So Petty and Iron’s multimedia live performance? All you really need to know is that it’s a rescue story. “It’s Alphaville meets ASMR,” Petty said with a grin.
So yes, actually, there is something more going on. “Autonomous Sensory Meridian Response,” or ASMR, is an emergent theory popular on the Internet and with various artists, but still on the psycho-physiological fringe as a theory. It is, in its simplest form, the idea that some people for some reason experience relatively intense physical, tactile responses to audio or visual stimuli.
“We didn’t want to get into ASMR too deeply or too seriously,” Petty cautioned, “but we did get into these videos of women doing these very mundane activities, particularly towel folding. ASMR is intended to create an emotional or physical response. And in Alphaville, emotional responses are sort of capped, and unacceptable. Everything is about logic and the computer brain.”

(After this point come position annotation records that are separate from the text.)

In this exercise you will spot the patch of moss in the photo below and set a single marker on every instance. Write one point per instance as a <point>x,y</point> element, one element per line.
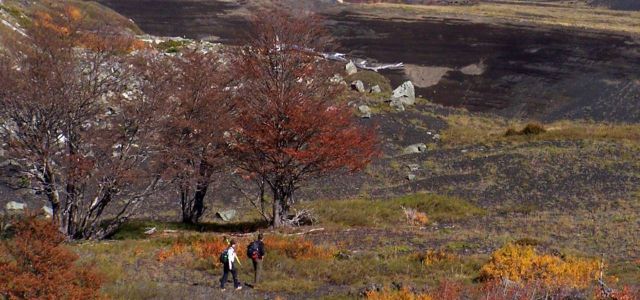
<point>171,46</point>
<point>370,79</point>
<point>381,213</point>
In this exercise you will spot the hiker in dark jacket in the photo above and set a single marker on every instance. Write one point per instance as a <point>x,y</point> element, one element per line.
<point>256,252</point>
<point>230,263</point>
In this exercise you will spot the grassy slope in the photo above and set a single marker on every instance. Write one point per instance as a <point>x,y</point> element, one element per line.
<point>377,242</point>
<point>19,14</point>
<point>562,14</point>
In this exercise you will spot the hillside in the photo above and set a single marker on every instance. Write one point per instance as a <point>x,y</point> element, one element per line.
<point>515,173</point>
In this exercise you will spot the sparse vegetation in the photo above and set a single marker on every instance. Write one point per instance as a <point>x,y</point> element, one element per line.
<point>35,263</point>
<point>370,79</point>
<point>374,213</point>
<point>537,212</point>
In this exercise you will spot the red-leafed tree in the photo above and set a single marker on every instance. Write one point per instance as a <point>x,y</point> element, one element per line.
<point>70,112</point>
<point>289,127</point>
<point>36,265</point>
<point>193,132</point>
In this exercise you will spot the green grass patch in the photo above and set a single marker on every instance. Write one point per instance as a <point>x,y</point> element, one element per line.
<point>388,212</point>
<point>370,79</point>
<point>171,46</point>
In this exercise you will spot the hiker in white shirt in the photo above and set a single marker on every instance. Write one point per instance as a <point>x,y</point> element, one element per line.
<point>230,261</point>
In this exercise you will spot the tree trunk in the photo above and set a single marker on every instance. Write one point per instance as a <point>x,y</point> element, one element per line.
<point>185,204</point>
<point>280,212</point>
<point>198,200</point>
<point>276,221</point>
<point>51,192</point>
<point>193,206</point>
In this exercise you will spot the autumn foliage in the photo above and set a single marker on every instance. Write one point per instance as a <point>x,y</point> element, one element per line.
<point>290,128</point>
<point>523,263</point>
<point>34,264</point>
<point>210,248</point>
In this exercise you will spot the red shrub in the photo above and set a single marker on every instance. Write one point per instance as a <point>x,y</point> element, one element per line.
<point>35,265</point>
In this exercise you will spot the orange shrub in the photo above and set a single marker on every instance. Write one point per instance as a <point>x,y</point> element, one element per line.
<point>298,248</point>
<point>209,249</point>
<point>176,249</point>
<point>522,263</point>
<point>434,256</point>
<point>35,265</point>
<point>403,294</point>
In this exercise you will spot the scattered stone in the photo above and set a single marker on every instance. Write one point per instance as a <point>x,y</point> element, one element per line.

It’s also a fascinating extrapolation of the means of producing responses in art spectators. Since the 1960s, theory has struggled with defining the location of meaning with regard to art. Is it a function of the work itself, or does it rest in purely in the reader or spectator? From Roland Barthes and the death of the author, to Reader-Response theory and various post-structuralisms, through Jacques Ranciere and the theorists whose work animates our contemporary discourse on spectacle, this tension has persisted. What does the artist do, what does the reader or spectator bring to it, and how are those being mediated – if at all – through the work itself. Neuroscience and its various popular bastardizations, such as ASMR, suggest a way to eventually sort out that interchange with logical certainty, animating various creative endeavors exploring how the assumption of unconscious physical response in the spectator could be generated by the work itself. Which gives its incorporation into the world of Godard’s Alphaville a creepy double salience: Not only does it propose a scientific (and therefore rational, insofar as it can be understood as a physical phenomenon) explanation of the very “irrational emotional” behavior suppressed by the totalitarian logic of Alpha 60, but at the same time, such theories propose that emotion, understood thusly, can be used to manipulate and to control in an even more insidious way.

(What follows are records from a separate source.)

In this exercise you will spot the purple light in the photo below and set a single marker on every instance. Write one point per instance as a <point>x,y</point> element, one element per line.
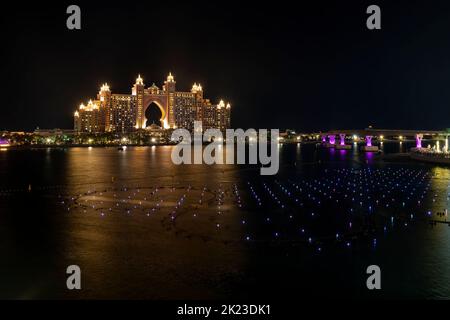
<point>342,137</point>
<point>332,139</point>
<point>419,141</point>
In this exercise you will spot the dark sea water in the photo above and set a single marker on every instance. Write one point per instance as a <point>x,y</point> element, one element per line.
<point>140,227</point>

Not that Petty and Irons and I got to touch on this too much in our discussion. But I found it oddly compelling to consider, particularly in context of the run of Why Why Always itself. Just upstairs at Abrons, through Oct. 21, Tele-Violet’s The Power of Emotion: The Apartment is playing. Written by Shonni Enelow, author of Method Acting and Its Discontents, and directed by Katherine Brook, the performance is an exploration of the use of emotion as theatrical material (see our interview feature on the show here). So questions of how we can produce emotion as material for art, and how that is experienced by audiences, is very much a topic of consideration today.
That should come as no surprise in terms of Petty and Irons’ work. Their use of technology to mediate the spectator’s experience is in crucial ways an attempt to figure out how to navigate this complex interplay. In a long earlier interview with Culturebot’s Andy Horwitz, about their earlier performance Keep Your Electric Eye on Me, the pair likened their work in performance to that of musicians, with their elaborate technological apparatus as their instruments employed in real time to create a live event.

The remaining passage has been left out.